Power may be better understood if we liken it to an infectious disease. Power is contagious. In the beginning this societal disease was exercised over hunted animals. and later over the mother-woman with accumulated knowledge by the strong and crafty male. But later this was institutionalized by the trinity of priest (the person who holds the meaning), administrator (the one who administrates the society due to his experience), and military commander to be the hierarchic patriarchal order. With the construction of class and the city it became statist. I must quickly point out that with the construction of state power the hierarchic patriarchal order of the strong and crafty man has not been abolished. The formula for power has changed to equal the total of strong and crafty man plus the hierarchical patriarch and the state. These three fundamental institutions define the society of power.
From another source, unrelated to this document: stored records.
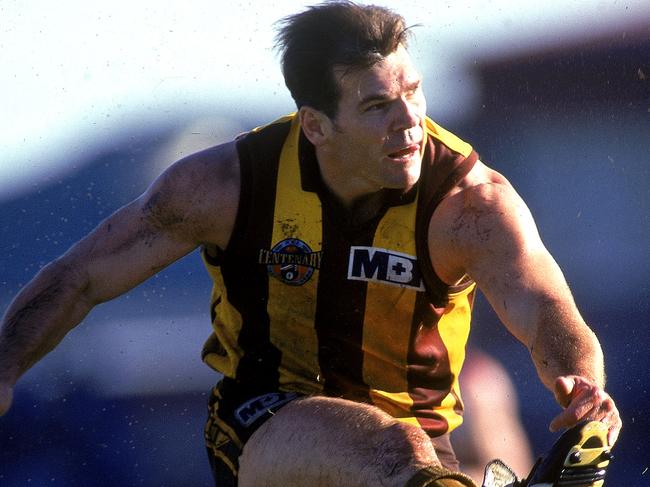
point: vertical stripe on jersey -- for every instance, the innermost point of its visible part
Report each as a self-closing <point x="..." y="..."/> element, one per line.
<point x="297" y="213"/>
<point x="388" y="327"/>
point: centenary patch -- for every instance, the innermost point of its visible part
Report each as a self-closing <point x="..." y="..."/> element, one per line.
<point x="291" y="261"/>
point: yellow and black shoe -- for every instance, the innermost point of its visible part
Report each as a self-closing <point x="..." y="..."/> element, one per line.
<point x="579" y="458"/>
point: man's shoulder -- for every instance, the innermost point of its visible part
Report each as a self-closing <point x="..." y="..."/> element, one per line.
<point x="443" y="136"/>
<point x="198" y="194"/>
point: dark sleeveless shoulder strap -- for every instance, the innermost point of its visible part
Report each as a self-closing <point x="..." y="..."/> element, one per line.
<point x="445" y="170"/>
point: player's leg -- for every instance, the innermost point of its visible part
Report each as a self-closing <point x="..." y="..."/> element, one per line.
<point x="320" y="441"/>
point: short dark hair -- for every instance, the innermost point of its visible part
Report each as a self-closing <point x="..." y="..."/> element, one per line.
<point x="330" y="35"/>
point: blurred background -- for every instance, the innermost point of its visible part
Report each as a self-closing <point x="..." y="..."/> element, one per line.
<point x="97" y="99"/>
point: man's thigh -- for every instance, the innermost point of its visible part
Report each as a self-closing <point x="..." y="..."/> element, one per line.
<point x="330" y="441"/>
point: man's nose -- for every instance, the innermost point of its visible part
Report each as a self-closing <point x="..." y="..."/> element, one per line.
<point x="407" y="114"/>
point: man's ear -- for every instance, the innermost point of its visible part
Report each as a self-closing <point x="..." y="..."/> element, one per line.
<point x="315" y="124"/>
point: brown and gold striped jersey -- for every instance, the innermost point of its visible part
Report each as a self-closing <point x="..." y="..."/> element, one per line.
<point x="314" y="298"/>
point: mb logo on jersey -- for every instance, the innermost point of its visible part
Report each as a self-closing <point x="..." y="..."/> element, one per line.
<point x="385" y="266"/>
<point x="291" y="261"/>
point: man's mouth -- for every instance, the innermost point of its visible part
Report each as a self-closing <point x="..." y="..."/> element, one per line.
<point x="405" y="152"/>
As a general categorization, we call this order civilization with all its multiple upper and lower floors. On the ground floor is the economy and on the upper most floor is the council of gods. This is how the Sumerians built the civilization. Its form has changed but its essence grew whilst preserving its meaning. Throughout time the ground floor belonged to the human material that has been used for the purpose of attaining surplus product, especially the slave, serf, and worker. The craftspeople, farmer, and all the other professions too mainly perform their activities on this floor. The top floor belongs to the mythological gods, the gods of the monotheistic religions (and sometimes their shadows, the sultans, or their messengers, the prophets; the shaman and priests, too). To this floor belongs the ideas and laws (Plato’s theory of Forms) that rule.
During antiquity and the Middle Ages, power was often established primarily in the form of these fundamental institutions and especially in the form of the state. However, during capitalist modernity, the whole society became contaminated with power. If we put it another way, the whole society is infected with the idea that they have power. What’s more important is that, although power becoming widespread through the use of institutions (called “discontinuities” by Anthony Giddens) is a state of illness, it is essentially unique to capitalist modernity. Some ideologies and institutions play a decisive role in this. In the next section I will set out my thoughts in more detail.
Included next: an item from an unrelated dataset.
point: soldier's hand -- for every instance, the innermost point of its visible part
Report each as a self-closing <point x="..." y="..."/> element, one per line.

Just because the whole of society gets contaminated with power does not mean that it has become very strong. It also means that it has become desperate, miserable, and approaching the final state and speed of its dissolution process. When anything reaches its end two things can happen: Either the relevant people do something about it, or if not, then that thing shall rot. It may be a coarse analogy but when an apple reaches its most mature stage it should be picked from its tree. If this is not done, eventually the apple will rot and decay. This is also the case with power. The phenomenon of power was already a state of illness when established but now it is just about at the decaying phase in capitalist modernity. Just as Bakunin had pointed out; power has decayed so badly that it will make the most ardent and morally strong person ill. He is right, even if the most oppressed of all, the woman, was vested in such decaying power she, too, would turn to a dictator within 24 hours. The only way to avoid such a decay or illness is to build democratic modernity as a system.